Above The Knee Writer, Amazon Kindle, East River Trust, eBooks, Flight From Katama, Kindle, Kindle Direct Publishing, Royals All The Way!, Sea and Sky, Self Publishing, The Old Cadet, Writing

Recyclable1

Much of my writing ends up in the recycling bin, and I know that I’m not alone in that regard. If you are reading this blog, you may be a writer, and this might all sound very familiar.

I started to write my first novel at least a dozen times over the years, but I could never charge further than about 70 pages into the story before work or travel broke my stride. A few of these attempts dating back 20 years or more are stashed away in my filing cabinet or somewhere in my basement, growing mold. No one has ever read them.
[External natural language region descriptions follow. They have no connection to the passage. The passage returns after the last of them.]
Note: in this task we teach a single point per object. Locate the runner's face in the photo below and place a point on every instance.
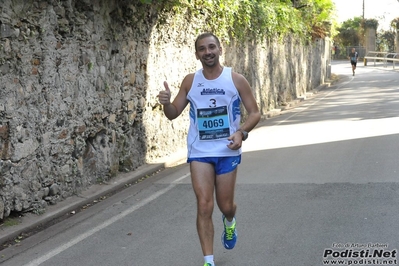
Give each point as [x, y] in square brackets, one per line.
[208, 51]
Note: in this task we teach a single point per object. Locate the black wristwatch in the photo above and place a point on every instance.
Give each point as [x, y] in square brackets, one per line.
[244, 134]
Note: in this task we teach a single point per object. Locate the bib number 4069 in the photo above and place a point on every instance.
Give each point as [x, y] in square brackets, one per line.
[215, 123]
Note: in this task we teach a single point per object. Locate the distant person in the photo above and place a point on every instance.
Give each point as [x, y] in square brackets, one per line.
[353, 59]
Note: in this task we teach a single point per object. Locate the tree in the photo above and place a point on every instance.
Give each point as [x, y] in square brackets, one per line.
[386, 41]
[350, 32]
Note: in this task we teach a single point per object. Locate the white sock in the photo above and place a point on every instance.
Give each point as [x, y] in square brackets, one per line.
[230, 224]
[209, 259]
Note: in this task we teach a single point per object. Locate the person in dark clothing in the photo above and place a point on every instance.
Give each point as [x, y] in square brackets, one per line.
[353, 55]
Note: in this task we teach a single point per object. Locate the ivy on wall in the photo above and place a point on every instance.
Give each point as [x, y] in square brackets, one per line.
[370, 23]
[255, 19]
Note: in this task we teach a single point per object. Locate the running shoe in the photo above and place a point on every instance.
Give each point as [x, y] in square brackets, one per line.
[229, 236]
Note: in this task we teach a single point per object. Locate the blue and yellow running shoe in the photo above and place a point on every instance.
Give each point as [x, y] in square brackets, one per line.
[229, 236]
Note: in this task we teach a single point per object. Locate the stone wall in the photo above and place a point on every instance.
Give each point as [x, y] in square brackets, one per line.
[78, 86]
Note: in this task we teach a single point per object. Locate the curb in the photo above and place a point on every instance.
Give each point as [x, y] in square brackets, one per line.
[33, 223]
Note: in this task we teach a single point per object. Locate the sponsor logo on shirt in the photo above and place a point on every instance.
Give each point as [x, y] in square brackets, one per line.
[214, 91]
After my forced retirement, I took the advice of many writers and got up 5 a.m. each morning, made a pot of coffee, and sat down with my computer. I turned off my cell phone and tapped the keys until 9 or 10 o’clock, and then printed the pages and added them to the stack. Ten months later, I had 1245 pages of Moons of the Sierra Maestra, which I rushed off to friends and family for reading.

It was awful.

So, I did what we all do: I began editing and re-writing, preparing a final manuscript to mail off to some agents or publishers. I suppose that I might have spent the rest of my life perfecting that masterpiece if I had not decided to put it aside “just for a few weeks” to write a little novella. I had been toying with the idea for Flight From Katama for years, so why not try a small project as an eBook, just to see what this self-publishing thing is all about?

I still have a lot to learn as a writer, but pushing that one little project through to completion for Amazon Kindle was the best move I ever made.